Colourwork Conundrum

This is nearly a "what I'm working on" post.
It's still just a fermenting idea.

I picked up a few sweet little colourwork hanks from Fleece Artist in April, and so I'm dreaming about a cropped, colourwork yoke sweater.

One neat trick you can do to test out the suitability of colours is to photograph them together, and strip the colour from it by switching it to black and white.

Brooklyn Tweed has a great, in-depth post about how this process works. Basically, if you want distinct colourwork, you want yarn colours that, when switched to black and white, have distinct tones. They should stand out from each other. You can see how the wine coloured yarn is quite different from the gold and cream, but the gold and cream aren't suuuuper different from each other.

So, I'm wondering: should I move ahead with these three colours?

2 comments:

Shanna said...

I see three distinct tones in your black/white image - the cream and the gold don't look that close to me at all. I see a distinct light, medium, and dark, so I think these are okay.

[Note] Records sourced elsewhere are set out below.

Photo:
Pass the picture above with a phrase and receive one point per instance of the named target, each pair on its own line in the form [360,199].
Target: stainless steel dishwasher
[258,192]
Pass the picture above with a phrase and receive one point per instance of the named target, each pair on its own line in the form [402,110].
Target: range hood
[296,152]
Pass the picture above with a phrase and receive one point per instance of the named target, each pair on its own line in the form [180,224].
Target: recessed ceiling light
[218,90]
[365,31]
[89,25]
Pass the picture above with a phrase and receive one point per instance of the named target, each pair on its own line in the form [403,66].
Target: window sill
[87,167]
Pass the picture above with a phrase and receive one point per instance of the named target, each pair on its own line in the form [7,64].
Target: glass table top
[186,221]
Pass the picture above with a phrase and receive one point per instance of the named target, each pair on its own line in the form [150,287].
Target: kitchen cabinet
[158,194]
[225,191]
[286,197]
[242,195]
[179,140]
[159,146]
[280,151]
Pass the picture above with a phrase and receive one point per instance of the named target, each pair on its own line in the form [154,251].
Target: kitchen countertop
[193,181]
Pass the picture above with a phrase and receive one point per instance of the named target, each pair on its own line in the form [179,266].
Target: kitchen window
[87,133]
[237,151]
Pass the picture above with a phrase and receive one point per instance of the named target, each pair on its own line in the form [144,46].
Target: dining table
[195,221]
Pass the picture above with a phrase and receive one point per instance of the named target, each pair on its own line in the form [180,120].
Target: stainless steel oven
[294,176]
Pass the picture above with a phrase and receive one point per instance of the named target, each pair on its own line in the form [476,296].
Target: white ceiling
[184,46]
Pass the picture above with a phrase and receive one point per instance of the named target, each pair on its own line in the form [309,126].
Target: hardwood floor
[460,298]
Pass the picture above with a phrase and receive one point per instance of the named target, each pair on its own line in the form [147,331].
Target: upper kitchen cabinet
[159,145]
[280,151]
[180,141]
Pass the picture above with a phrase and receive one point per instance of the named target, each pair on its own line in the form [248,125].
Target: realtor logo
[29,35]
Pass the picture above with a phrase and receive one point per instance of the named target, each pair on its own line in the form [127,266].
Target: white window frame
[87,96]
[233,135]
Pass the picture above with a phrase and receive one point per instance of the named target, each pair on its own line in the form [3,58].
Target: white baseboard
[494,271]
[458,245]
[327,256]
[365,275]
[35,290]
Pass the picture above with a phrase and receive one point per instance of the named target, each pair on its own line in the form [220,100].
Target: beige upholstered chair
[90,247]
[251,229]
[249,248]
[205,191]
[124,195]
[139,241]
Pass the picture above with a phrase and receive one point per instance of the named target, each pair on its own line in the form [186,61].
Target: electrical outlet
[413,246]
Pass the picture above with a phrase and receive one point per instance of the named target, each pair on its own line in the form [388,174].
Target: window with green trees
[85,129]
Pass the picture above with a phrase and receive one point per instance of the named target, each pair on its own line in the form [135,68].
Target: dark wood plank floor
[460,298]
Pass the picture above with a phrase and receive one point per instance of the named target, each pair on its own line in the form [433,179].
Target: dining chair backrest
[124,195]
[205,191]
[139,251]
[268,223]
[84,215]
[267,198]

To be honest, though, I think the whole "black/white image" trick is not a very helpful trick - if you like the colors together, then they go together. I go completely with my gut when I do colorwork, and it has never failed me yet. I did a Color Craving shawl by Stephen West in three shades that were all tonally the same (so they were all dark in my black/white image test) and the colors still stand out and individuate because they are so different in hue that they are still distinct. So I guess my problem with the black/white image test is that it only gives you information on tone, and hue and intensity are also just as important when deciding if your colorwork is going to work.

Kate (Hunter) Prater said...

It depends on whether your design wants a light/med/dark or a different saturation. I think the colors are lovely, and if you're concerned that the gold won't be distinct enough against the whit, make the red your MC with the red and white, and play with reversing MC and CC to have 4 color combos.